Blog Post

04. MOOCs and LMX? Surveying the Intersections Between Massive Open Online Courses and Leader-­Member Exchange Theory

How does leadership intersect with massive open online courses (MOOCs)? I begin this entry by sharing that I dated MOOCs before my decision to marry blended learning in my research. That being said, I still have a warm place in my heart for the platform I consider to be an excellent way for institutions to showcase faculty and course content on a global stage. As a leadership studies scholar I have spent the lion's share of my doctoral program analyzing the ways blended learning and MOOCs intersect with leadership theory and practice...or if they do at all.
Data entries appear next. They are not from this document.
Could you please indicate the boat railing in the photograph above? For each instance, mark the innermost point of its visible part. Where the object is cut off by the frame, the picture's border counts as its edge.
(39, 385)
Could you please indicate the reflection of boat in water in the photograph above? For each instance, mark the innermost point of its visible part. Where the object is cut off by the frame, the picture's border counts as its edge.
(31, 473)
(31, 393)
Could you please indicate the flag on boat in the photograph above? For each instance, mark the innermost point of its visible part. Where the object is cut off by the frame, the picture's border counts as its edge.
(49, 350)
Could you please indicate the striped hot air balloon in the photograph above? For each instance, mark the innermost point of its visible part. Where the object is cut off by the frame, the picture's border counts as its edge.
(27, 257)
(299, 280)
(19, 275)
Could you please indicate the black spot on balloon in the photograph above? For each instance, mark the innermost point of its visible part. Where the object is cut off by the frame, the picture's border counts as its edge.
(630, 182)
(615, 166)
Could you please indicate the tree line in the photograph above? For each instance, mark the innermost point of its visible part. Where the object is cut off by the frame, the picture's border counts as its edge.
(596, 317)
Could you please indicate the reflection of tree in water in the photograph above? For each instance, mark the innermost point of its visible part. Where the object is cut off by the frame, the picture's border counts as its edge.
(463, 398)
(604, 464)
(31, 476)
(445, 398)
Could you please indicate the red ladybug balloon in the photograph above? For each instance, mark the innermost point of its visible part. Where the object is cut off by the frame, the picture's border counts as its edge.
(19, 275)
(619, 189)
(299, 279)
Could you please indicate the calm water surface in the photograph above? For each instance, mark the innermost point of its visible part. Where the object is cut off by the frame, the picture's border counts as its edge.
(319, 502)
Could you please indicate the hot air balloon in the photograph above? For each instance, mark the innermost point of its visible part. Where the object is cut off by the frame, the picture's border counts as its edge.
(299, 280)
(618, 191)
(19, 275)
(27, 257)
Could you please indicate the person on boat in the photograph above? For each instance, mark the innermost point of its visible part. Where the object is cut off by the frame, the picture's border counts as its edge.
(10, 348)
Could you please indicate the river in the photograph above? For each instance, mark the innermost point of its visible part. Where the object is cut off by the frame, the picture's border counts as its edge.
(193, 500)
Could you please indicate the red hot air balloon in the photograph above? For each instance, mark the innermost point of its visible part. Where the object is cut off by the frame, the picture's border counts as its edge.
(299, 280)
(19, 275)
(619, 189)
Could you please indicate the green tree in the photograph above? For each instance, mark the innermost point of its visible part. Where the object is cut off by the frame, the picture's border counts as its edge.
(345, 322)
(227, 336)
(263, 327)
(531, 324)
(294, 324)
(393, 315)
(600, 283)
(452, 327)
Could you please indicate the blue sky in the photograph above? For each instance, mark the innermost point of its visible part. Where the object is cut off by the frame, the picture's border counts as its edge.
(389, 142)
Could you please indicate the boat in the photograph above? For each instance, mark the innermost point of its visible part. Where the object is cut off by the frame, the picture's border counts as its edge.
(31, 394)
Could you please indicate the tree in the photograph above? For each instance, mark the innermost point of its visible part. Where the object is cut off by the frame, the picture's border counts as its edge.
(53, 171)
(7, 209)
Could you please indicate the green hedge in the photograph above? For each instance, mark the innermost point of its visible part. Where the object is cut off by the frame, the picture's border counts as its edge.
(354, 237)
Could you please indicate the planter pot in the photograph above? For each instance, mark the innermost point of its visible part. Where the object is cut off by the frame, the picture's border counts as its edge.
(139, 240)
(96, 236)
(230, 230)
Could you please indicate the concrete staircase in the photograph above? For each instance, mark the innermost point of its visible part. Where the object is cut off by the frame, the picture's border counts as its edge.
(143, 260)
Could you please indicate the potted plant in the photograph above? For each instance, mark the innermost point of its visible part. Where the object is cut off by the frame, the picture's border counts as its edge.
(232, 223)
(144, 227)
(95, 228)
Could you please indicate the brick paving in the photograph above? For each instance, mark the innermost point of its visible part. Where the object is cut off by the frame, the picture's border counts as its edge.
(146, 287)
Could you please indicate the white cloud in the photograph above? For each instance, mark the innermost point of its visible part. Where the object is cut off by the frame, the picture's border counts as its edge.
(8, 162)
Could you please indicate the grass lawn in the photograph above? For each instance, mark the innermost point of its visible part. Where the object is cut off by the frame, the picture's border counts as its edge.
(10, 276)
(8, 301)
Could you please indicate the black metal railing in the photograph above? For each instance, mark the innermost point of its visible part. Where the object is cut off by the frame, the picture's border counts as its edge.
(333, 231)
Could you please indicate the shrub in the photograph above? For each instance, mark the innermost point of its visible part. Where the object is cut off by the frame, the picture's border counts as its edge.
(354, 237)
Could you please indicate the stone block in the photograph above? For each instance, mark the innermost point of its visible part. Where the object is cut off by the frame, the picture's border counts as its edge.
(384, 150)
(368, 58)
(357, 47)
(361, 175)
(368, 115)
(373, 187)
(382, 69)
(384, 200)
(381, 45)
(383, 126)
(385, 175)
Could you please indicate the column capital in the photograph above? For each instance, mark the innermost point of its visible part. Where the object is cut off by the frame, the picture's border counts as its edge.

Below is a segment of work I conducted around the idea that massive open online courses may include a leader-member exchange even with the extraordinary faculty/student ratios, seeming lack of formal authority and accountability, and distance between the "leader" in this case faculty, and the "followers" in this case students.   


Massive open online courses (MOOCs) exploded in 2012 with more than 100 courses serving 200,000 students in over 1,400 cities worldwide (Pappano, 2012). Early research from classroom assessments to cost-benefit analyses illustrate varied outcomes for this global technological shift in higher education. Researchers and institutions are quickly mobilizing in response to the call for education taking new shape, while simultaneously holding the academy accountable to the standards that make higher education a unique relationship between professor and student.
Leader-Member Exchange Theory (LMX), or in its early form, Vertical Dyad Linkage Theory (VDL) make these new professor and student relationships challenging. The theories state that favorable relationships rely upon similarities between leader and subordinate values and attitudes (Yukl, 2012). When the online classroom course ratio is one instructor, or leader, to 120,000 students, or subordinates, one questions how that leader would develop the theory’s recommended and unique exchanges with each subordinate (Graen & Uhl-Bien, 1995). This is where the broader social analysis of LMX moves into the discussion. As higher education delivery methods evolve, so too do the theories supporting the process.
The emergent nature of MOOCs within the field of higher education provides multiple opportunities to view the discipline under the leadership lenses that have developed over time. Viewing massive open online courses through leader-member exchange theory highlights the spaces where these new digital educational models and theoretical frameworks connect. The literature includes distinctions between branded MOOC platforms and a focus upon the intricacies of a concept largely communicated as one, uniform entity. This analysis also works through leader-member exchange theory and recent evolutions in the theory, moving towards social group applications (Sparrowe & Liden, 1997).
One example of a space where an educator is trying to enact the LMX individualized exchange within the MOOC teaching universe is Scott Plous, a professor at Wesleyan University. The psychology professor, teaching 70,000 students, is interested in learning how students who are homicidal or suicidal can be identified while they reside in a learning environment on the massive open online platform. Plous asks specifically, if a student is posting messages over an anonymous title and email address, how can professors offer interventions (Rivard, 2013).
The example above is one illustration of the collision between the traditional higher education model, complete with a strong undergirding of structured student service offerings, and the new MOOC structure, which is still evolving. Analyzing the massive open online course literature, to understand the respective structures and operations, and simultaneously researching leader-member exchange theories, represents the first time these two bodies of literature intentionally and independently reside in the same space. As the literature and primary research develop, I hope that we see more Cathy Davidsons in the mainstream press than primary citations from the New York times...though I am pleased to see that someone out there is covering this beat.  
If you are interested in the paper that explores these concepts I will gladly share the preliminary literature research. The paper does two things. First, the paper provides an overview of what MOOCs are, and how they function and then the literature turns to leadership theory to understand the development of relationship-based leadership, from Vertical Dyad Linkage Theory to Leader-Member Exchange, and onward to emergent relationship-based leadership work.
Graen, G. B., & Uhl-Bien, M. (1995). Relationship-based approach to leadership: Development of Leader-Member Exchange (LMX) Theory of Leadership over 25
years: applying a multi-level multi-domain perspective. Leadership Quarterly, 6 (2), 219-247.
Pappano, L. (2012, November, 2). The year of the MOOC. The New York Times. Retrieved from
Rivard, R. (2013). Dangerous and possibly anonymous. Inside Higher Ed. Retrieved from
Sparrowe, R. T., & Liden, R. C. (1997). Process and structure in leader-member exchange. Academy of Management Review, 22(2), 522-552.
Yukl, G. (2010). Leadership in organizations. Upper Saddle River, NJ: Prentice Hall.